A handling condition where the rear of the car steps out, often leading to a slide or spin. Common in RWD cars and the basis for drift.
Oversteer is a handling condition where the rear of the car turns more than the steering input demands, causing the rear to step out and the car to rotate more than expected. The driver inputs steering, but the rear of the car loses grip and slides outward, rotating the car around its center of gravity. Excessive oversteer can result in spins; controlled oversteer is the basis for drift driving.

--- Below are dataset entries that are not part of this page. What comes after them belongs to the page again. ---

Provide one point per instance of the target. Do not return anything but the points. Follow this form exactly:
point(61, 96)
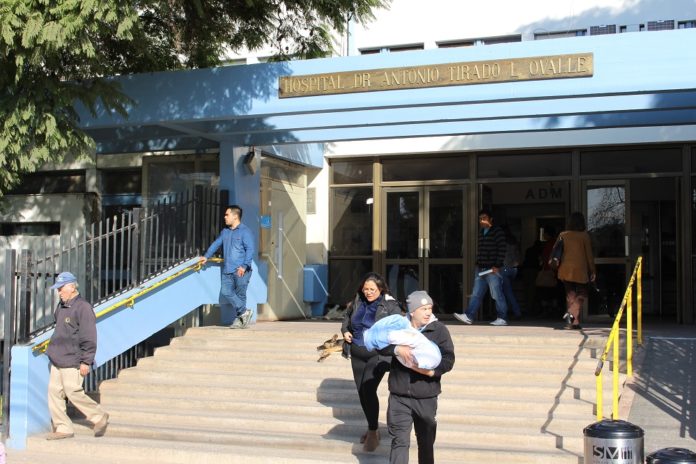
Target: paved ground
point(664, 388)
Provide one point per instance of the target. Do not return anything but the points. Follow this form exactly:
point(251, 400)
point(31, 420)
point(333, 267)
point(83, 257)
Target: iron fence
point(114, 255)
point(108, 258)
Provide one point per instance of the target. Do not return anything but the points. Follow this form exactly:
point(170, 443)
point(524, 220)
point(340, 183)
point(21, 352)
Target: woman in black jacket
point(372, 302)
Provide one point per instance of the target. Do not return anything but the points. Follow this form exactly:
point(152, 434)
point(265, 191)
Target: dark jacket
point(74, 340)
point(577, 262)
point(407, 382)
point(386, 307)
point(491, 248)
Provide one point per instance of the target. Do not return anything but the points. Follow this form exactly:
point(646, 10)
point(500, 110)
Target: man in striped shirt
point(490, 256)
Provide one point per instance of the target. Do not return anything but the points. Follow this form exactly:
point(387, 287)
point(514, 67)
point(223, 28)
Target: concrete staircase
point(516, 395)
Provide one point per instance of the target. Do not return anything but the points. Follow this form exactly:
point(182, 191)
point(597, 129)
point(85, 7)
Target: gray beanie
point(417, 299)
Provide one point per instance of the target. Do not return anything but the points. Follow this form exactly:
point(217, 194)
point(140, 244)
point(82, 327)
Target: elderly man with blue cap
point(413, 390)
point(71, 352)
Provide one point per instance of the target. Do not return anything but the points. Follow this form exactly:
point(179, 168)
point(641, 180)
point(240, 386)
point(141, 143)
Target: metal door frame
point(627, 259)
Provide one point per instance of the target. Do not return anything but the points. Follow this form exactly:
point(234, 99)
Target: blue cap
point(63, 279)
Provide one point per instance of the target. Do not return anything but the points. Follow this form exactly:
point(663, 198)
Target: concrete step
point(313, 333)
point(347, 410)
point(241, 339)
point(117, 449)
point(219, 363)
point(258, 395)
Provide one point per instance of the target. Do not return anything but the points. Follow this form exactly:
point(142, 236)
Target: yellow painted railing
point(130, 300)
point(613, 342)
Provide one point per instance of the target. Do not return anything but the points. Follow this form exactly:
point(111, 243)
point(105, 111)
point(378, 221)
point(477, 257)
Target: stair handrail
point(615, 337)
point(129, 301)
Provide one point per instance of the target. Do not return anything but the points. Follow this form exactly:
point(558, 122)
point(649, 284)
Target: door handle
point(626, 248)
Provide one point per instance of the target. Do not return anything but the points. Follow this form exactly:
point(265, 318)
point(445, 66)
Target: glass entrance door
point(607, 207)
point(423, 236)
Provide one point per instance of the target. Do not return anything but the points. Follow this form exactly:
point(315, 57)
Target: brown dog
point(332, 345)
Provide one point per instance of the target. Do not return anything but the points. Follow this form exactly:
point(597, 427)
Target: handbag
point(546, 278)
point(556, 254)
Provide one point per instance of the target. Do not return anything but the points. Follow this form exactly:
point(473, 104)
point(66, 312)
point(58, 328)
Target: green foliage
point(54, 54)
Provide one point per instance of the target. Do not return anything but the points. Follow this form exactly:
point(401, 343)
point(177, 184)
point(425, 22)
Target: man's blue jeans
point(491, 281)
point(233, 296)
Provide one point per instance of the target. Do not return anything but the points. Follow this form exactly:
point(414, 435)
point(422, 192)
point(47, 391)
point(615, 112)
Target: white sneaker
point(463, 318)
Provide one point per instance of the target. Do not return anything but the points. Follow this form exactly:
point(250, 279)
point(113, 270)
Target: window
point(631, 28)
point(35, 229)
point(636, 161)
point(559, 34)
point(479, 41)
point(524, 165)
point(456, 44)
point(121, 181)
point(352, 172)
point(51, 182)
point(392, 48)
point(665, 25)
point(428, 168)
point(351, 221)
point(599, 30)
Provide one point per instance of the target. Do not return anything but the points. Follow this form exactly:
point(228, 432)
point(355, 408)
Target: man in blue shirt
point(237, 243)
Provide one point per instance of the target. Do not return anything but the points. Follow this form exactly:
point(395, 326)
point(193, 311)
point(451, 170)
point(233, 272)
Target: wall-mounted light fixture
point(250, 161)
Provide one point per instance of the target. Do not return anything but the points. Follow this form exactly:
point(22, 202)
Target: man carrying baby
point(413, 391)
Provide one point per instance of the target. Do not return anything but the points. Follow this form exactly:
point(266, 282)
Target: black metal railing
point(108, 258)
point(114, 255)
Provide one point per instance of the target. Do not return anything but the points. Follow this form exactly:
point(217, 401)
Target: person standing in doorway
point(413, 391)
point(237, 243)
point(490, 258)
point(576, 268)
point(71, 351)
point(372, 302)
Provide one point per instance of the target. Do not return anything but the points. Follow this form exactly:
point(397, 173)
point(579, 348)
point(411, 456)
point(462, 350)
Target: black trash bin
point(672, 456)
point(613, 442)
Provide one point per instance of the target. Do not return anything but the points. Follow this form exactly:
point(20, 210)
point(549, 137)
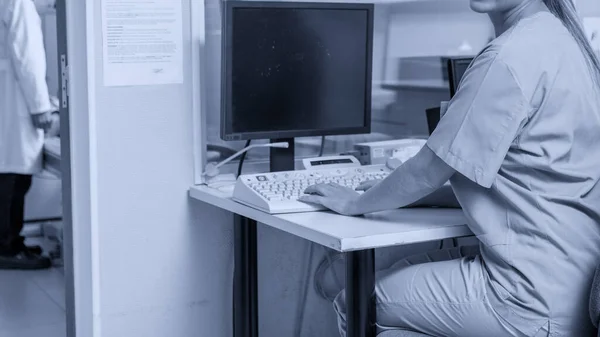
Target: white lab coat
point(23, 88)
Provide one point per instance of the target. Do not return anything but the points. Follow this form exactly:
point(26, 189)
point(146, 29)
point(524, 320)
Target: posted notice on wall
point(142, 42)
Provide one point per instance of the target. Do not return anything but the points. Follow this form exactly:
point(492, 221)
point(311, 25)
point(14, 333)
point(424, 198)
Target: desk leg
point(245, 289)
point(360, 290)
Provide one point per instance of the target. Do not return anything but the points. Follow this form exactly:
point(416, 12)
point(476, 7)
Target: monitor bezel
point(452, 75)
point(227, 133)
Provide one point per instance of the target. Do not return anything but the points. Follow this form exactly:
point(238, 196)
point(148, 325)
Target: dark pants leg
point(13, 188)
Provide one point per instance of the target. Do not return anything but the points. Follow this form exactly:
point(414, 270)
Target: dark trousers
point(13, 188)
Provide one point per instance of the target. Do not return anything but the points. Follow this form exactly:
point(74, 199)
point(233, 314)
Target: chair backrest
point(401, 333)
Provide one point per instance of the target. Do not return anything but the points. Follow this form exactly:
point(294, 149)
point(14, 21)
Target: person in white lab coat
point(26, 112)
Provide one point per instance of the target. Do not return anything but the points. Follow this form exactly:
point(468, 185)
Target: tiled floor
point(32, 303)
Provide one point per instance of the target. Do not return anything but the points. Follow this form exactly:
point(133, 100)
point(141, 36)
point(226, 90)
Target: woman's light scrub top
point(523, 134)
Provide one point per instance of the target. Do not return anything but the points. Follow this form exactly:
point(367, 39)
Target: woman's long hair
point(566, 12)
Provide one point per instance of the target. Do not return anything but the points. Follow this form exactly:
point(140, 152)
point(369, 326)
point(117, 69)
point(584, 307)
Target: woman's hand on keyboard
point(340, 199)
point(367, 184)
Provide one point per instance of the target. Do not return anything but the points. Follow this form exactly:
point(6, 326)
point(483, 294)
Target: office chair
point(595, 301)
point(401, 333)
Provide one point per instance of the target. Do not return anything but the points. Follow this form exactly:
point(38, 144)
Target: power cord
point(326, 263)
point(241, 163)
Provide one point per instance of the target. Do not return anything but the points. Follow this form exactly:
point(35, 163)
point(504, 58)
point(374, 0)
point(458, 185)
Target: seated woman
point(520, 144)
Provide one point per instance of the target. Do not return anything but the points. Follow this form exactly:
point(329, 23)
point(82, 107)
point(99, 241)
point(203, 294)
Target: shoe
point(24, 260)
point(35, 250)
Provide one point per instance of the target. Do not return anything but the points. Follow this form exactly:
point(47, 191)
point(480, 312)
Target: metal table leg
point(245, 286)
point(360, 290)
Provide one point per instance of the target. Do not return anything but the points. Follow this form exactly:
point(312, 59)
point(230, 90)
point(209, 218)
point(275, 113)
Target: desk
point(358, 237)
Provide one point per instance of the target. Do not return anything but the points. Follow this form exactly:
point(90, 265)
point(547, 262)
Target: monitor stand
point(282, 159)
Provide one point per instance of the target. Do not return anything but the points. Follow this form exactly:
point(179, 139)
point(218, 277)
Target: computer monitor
point(456, 69)
point(295, 69)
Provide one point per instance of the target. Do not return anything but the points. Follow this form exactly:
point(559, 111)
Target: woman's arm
point(416, 178)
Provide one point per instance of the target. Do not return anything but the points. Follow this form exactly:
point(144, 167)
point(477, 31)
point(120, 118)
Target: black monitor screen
point(456, 69)
point(296, 69)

Oversteer typically occurs when the rear tires are at their grip limit before the front tires. Causes include too much throttle (in RWD cars), lift-off oversteer (when the driver lifts off throttle mid-corner, causing weight transfer forward and rear unloading), excessive entry speed, suspension setup that biases toward rear-axle limits, or low rear tire grip relative to the front. Most modern road cars are tuned away from oversteer at the limit; oversteer is generally seen as less safe for typical drivers than understeer.
Correcting oversteer requires counter-steer (turning the wheel opposite to the slide direction) and modulated throttle. The exact technique depends on the slide angle and remaining grip. Drift drivers maintain controlled oversteer through coordinated steering and throttle inputs. For most road drivers, sudden oversteer at the limit can result in spins; modern stability control systems detect and correct unwanted oversteer.